Il a également organisé la relance des bateaux à fond plat le long de la rivière Tadami qui en assuraient la traversée. Pour les habitants de la communauté de Mifuke où Hoshi Ken a grandi, ces embarcations faisaient partie de la vie quotidienne – pour se rendre à l’école, au travail ou simplement pour faire des courses. Mais en 1964, un glissement de terrain a détruit le village. Désormais, les bateaux transportent les touristes qui viennent découvrir les vestiges du village fantôme. “Je voulais proposer aux visiteurs différentes façons de profiter d’Oku Aizu, autres que la simple observation du paysage ou la prise de photos. Je souhaitais leur offrir une expérience, une activité qui n’est disponible qu’ici. J’ai donc pensé à ces embarcations que j’utilisais quand j’étais enfant. Il emmène les visiteurs le long de la rivière magique et brumeuse. C’est une expérience unique”, explique-t-il. Il a baptisé ce service Mugenkyô no Watashi [Traversée des gorges brumeuses et magiques].

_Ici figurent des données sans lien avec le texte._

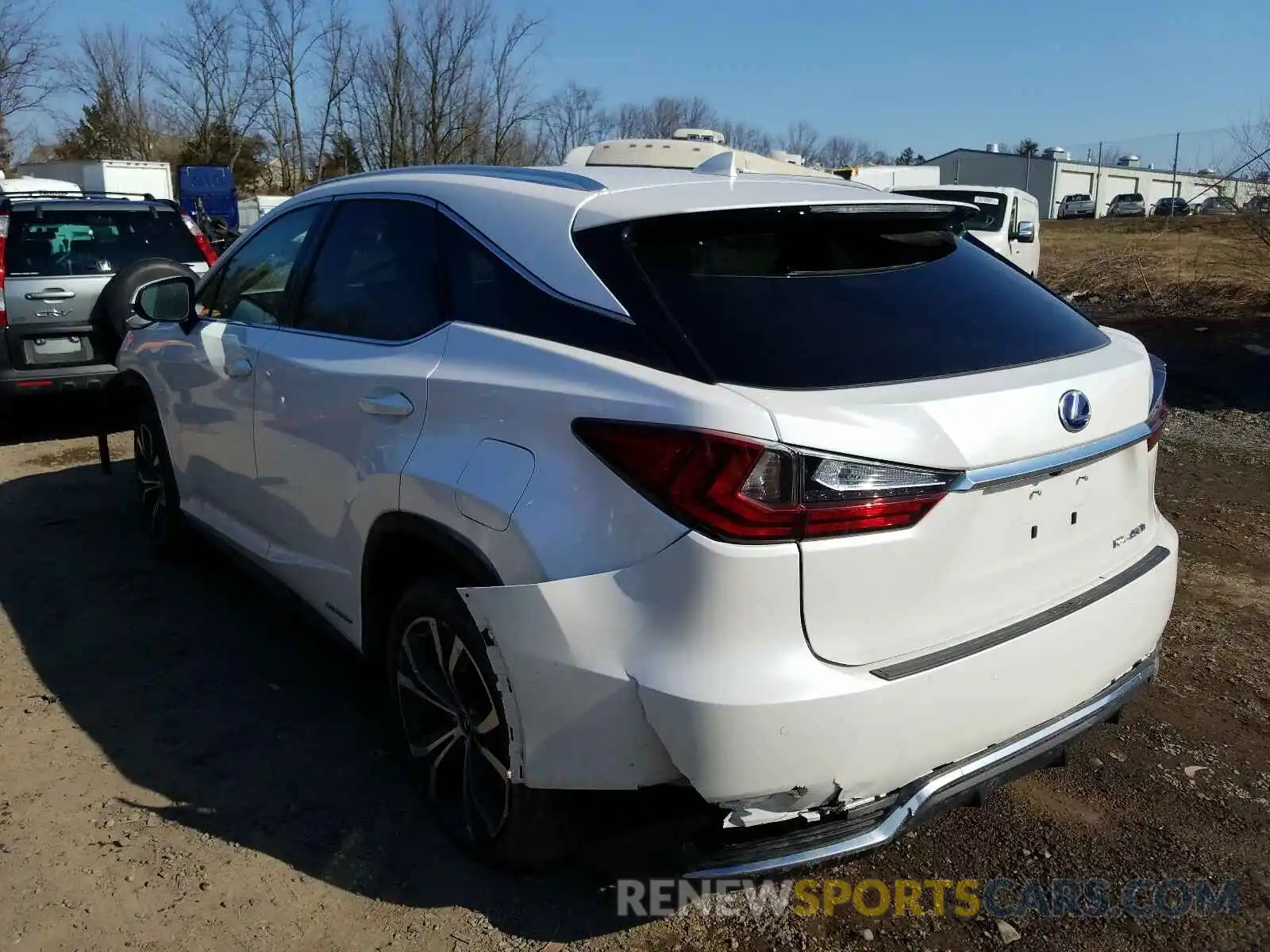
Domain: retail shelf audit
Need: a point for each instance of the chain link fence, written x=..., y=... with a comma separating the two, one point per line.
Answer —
x=1212, y=169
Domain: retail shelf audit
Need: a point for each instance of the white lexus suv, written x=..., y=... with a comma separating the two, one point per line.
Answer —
x=779, y=489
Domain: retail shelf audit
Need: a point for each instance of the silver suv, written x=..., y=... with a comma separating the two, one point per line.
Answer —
x=59, y=253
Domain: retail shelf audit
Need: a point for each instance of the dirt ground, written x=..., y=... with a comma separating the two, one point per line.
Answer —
x=184, y=766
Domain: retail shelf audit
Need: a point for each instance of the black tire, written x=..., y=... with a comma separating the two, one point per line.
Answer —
x=156, y=484
x=114, y=302
x=451, y=727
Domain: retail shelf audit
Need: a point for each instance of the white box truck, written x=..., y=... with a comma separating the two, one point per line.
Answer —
x=252, y=209
x=120, y=175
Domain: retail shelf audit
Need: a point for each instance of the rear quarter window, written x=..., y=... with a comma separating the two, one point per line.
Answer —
x=789, y=298
x=82, y=241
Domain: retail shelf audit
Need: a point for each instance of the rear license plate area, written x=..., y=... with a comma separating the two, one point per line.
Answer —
x=1077, y=505
x=67, y=348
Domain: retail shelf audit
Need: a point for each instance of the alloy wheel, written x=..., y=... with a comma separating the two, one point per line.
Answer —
x=454, y=729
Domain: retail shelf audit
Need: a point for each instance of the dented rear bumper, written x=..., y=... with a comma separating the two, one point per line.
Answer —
x=694, y=666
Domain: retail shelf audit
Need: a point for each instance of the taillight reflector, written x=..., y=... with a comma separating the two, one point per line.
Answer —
x=743, y=490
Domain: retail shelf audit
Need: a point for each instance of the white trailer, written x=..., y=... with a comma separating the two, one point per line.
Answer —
x=118, y=175
x=895, y=177
x=252, y=209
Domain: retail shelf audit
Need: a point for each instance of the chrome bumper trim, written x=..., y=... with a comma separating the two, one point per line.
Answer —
x=956, y=653
x=981, y=770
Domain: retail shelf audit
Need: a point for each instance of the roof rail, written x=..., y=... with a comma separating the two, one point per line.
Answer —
x=539, y=175
x=82, y=194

Oku Aizu possède également de nombreuses autres attractions uniques, allant de la ville de Mishima, membre du réseau Les Plus Beaux Villages de la Terre, à la ville historique d’Aizu-Wakamatsu, connue sous le nom de Samurai City, une ville-château qui abritait autrefois 15 000 samouraïs. Les amateurs de baignade en forêt peuvent se promener dans les splendides forêts de hêtres autour de Tadami, qui a été ajoutée à la liste des biosphères protégées de l’Unesco en 2014. Ailleurs, le Numazawa-ko, un immense lac de caldeira formé par de multiples éruptions volcaniques, est un endroit magnifiquement serein pour faire du kayak ou du camping. “Ici aussi, nous avons de superbes onsen (sources d’eau chaude) au bord de la rivière et de nombreux plats délicieux à base d’ingrédients locaux”, ajoute M. Hoshi.
Cette année, les Jeux olympiques de Tôkyô coïncident avec le 10e anniversaire de la tragédie du tremblement de terre et du tsunami qui ont endeuillé le Tôhoku. Le gouvernement a défini les jeux comme les “Jeux olympiques du rétablissement”, en référence à la régénération de la région. Le relais de la flamme olympique commencera à Fukushima et passera par certaines des zones les plus touchées. Le pont n°1 de la rivière Tadami sera l’un des points forts du parcours. Hoshi Ken sera l’un des photographes officiels pour cette partie du relais.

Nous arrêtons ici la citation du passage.